We seek to strengthen our cultures and traditions that are profoundly linked to the land. We promote the traditional and local alimentation by way of food fares and in regional annual meetings we discuss both the manifold problems that globalized neoliberal capitalism has brought to the indigenous farmers and try to develop possible alternatives. In other words, we keep strengthening comunalidad, that is a set of ways regulating local organization, such as the regular collective non-remunerated work for the common good (tequio), our village assemblies, the non-remunerated functions in the administration of the village and communal lands (cargos), the cashless exchange of goods and services (trueque and gozona), communal justice and, of course, the fiestas. That is the way of life of our peoples.
• We denounce that GM-crops put in risk both our staple food, maize, as well as the traditional form of growing it, the milpa, which is an invention of the indigenous peoples, of our ancestors, on which we grow maize along with beans and pumpkin to feed our families and animals. The threat of GM-crops not only threatens the maize but our food sovereignty, the culture and the very life of the indigenous campesinos.

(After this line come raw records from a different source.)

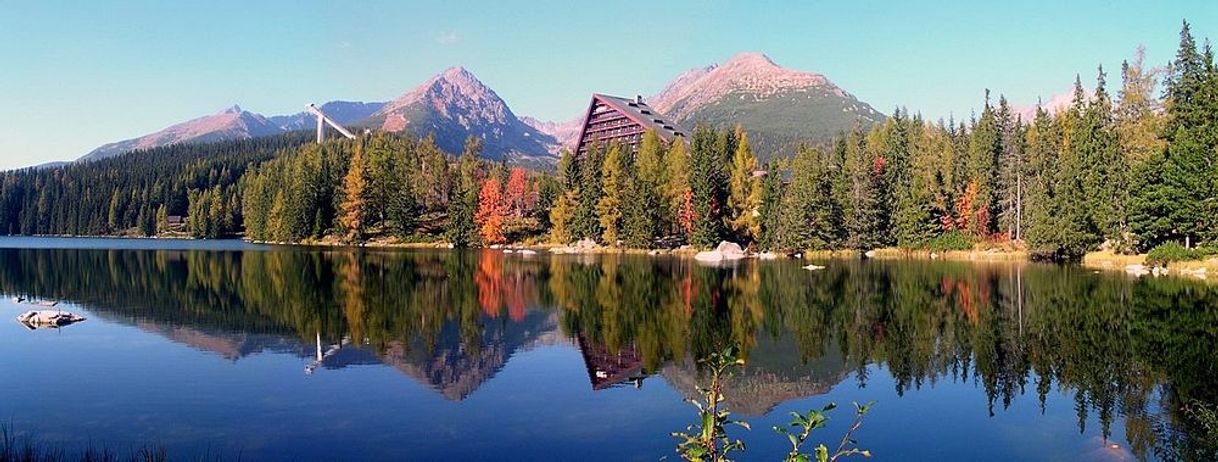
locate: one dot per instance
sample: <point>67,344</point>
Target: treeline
<point>134,193</point>
<point>1126,173</point>
<point>387,185</point>
<point>1124,170</point>
<point>1118,348</point>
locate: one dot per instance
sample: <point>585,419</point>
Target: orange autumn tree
<point>517,193</point>
<point>491,211</point>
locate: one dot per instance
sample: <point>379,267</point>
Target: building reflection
<point>1134,349</point>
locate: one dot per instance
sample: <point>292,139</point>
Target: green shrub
<point>1169,252</point>
<point>950,240</point>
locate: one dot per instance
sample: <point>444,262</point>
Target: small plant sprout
<point>708,440</point>
<point>802,426</point>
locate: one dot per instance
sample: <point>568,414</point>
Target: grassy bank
<point>1118,262</point>
<point>18,447</point>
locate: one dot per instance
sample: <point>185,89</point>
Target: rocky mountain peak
<point>749,73</point>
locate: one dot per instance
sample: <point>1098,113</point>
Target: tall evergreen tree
<point>462,231</point>
<point>613,187</point>
<point>708,184</point>
<point>1175,195</point>
<point>353,212</point>
<point>744,191</point>
<point>585,223</point>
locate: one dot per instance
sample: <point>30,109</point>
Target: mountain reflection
<point>1133,349</point>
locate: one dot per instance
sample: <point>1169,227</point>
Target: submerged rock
<point>51,318</point>
<point>581,246</point>
<point>724,251</point>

• We denounce the systematic impoverishment and engineered migration in the indigenous regions of Mexico that are part of a concerted land grab aided and abetted by the Mexican government and benefitting transnational corporations vying for the resources on our territory.
• We also denounce the current national and international environmental politics with its instruments of carbon certificates and environmental services payments that only allow for transnational corporations to continue polluting the planet by way of their dirty production and infringe on the rights of indigenous farmers to work their land by imposing conservation areas and bringing conflict by channeling money to individuals rather than benefitting the collective.
Our demands as men and women of maize are the following:
• That all of Mexico be regarded as the center of origin and diversification of maize.
• That the commercial planting of GM-maize in the states of Sinaloa and Tamaulipas or in any other Mexican state of shall be forbidden.
• We demand that in all Mexican territory the planting of GM-crops, hybrid crops as well all other seed that poses a risk to native maize shall be forbidden.
• We demand self-determination of the indigenous and campesino peoples to decide freely how we want to live, what we want to eat and how we want to organize ourselves.
• We demand an end to state and federal laws that threaten the maize and territory of indigenous and campesino peoples.
• We demand an end to assistentialist government programs that deliver maize of questionable origin by taking advantage of the poverty of some of our farmers.
• In the face of the proven genetic contamination we demand justice for our native maize and for all the Mexican people.